Trains are often not the best place to use your smartphones, particularly since many cars offer reception similar to an elevator. As a solution, a team of researchers at the École Polytechnique Fédérale de Lausanne (EPFL) created train windows made of a laser-treated glass that offer the same insulating properties as standard passenger cars, but do not interfere with mobile reception.
According to EPFL, a third of the energy used by a train heats or cools passenger cars, with approximately 3% of this escaping through the windows. To assist in insulating the cars, the double-glazed windows are equipped with an ultra-thin metal coating that allows light in, but reflects heat away. As a result, the interior of the car maintains its desired temperature using minimal energy. These coated windows have four times the energy efficiency than traditional, untreated windows.
However, the coating not only reflects heat, but also blocks telecommunication signals.
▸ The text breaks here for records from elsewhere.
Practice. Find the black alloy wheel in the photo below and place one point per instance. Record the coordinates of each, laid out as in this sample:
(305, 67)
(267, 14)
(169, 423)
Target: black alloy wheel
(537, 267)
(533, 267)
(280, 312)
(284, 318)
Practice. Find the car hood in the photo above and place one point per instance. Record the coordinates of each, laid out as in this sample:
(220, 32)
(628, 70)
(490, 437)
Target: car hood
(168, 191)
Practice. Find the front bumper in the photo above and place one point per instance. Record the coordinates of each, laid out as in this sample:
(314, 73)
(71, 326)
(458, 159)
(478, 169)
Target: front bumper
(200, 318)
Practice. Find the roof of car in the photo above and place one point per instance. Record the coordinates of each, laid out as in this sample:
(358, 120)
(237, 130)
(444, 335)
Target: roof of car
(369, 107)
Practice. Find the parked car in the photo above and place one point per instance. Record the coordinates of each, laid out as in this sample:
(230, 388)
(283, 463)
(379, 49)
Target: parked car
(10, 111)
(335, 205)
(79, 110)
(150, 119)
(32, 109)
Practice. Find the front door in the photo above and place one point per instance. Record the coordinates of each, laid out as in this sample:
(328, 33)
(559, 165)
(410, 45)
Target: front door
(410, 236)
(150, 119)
And since railways are made out of metal, the coating in the windows turns them into earthed metal screens that enclose a space to cut it off from electromagnetic radiation. But, in turn, passenger cars have poor phone reception.
A standard solution to this problem would be to equip the cars with electronic boosters and repeaters. However, this means using more energy, as well as more money on installation and maintenance. The researchers’ alternative is to alter the metal coating to make windows more selective regarding what it allows to pass through.
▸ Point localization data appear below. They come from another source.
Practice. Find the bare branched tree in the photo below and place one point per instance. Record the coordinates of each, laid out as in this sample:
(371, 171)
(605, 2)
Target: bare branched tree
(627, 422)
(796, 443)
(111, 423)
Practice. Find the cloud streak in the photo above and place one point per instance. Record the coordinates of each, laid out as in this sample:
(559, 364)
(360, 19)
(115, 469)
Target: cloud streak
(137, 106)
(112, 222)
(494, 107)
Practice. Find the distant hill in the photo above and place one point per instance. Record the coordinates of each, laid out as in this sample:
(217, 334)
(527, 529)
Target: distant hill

The new design takes advantage of the fact that electromagnetic waves of mobile phones — which are centimetric in size — are different to heat waves (micrometric in size), which are again different to light waves (nanometric in size). The team used a high-precision laser to remove approximately 2.5% of the metal coating and then engraved a special pattern into the surface. The pattern is invisible to the naked eye but allows electromagnetic and light waves to pass through while still blocking the heat waves and not affecting insulation.
The prototypes tested have proven successful and Bern–Lötschberg–Simplon railway (BLS) in Switzerland has installed the windows on a self-propelled regional train for field testing. The results demonstrated that the new windows are as transparent to phone reception as plain windows, and BLS plans to expand installation to most of its 36 trains starting in September.
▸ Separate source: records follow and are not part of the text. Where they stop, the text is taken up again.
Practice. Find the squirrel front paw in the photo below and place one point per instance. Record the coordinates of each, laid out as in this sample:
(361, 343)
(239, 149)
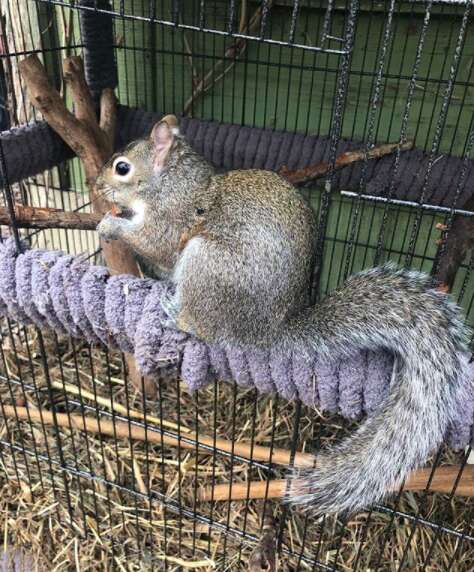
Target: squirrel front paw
(110, 227)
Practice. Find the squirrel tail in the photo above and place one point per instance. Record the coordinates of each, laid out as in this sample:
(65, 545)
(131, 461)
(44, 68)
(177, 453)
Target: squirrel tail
(397, 310)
Additionally, EPFL forecasts that the new windows could be used in applications beyond just trains.
“As the Internet of Things continues to grow, there is a real interest in improving the properties of building materials that allow mobile signals through. More broadly, by making materials more frequency-selective, we could, for example, imagine a building that lets electromagnetic waves through but blocks Wi-Fi waves, thus enhancing corporate security,” said Andreas Schüler, from EPFL's Nanotechnology for Solar Energy Conversion Group.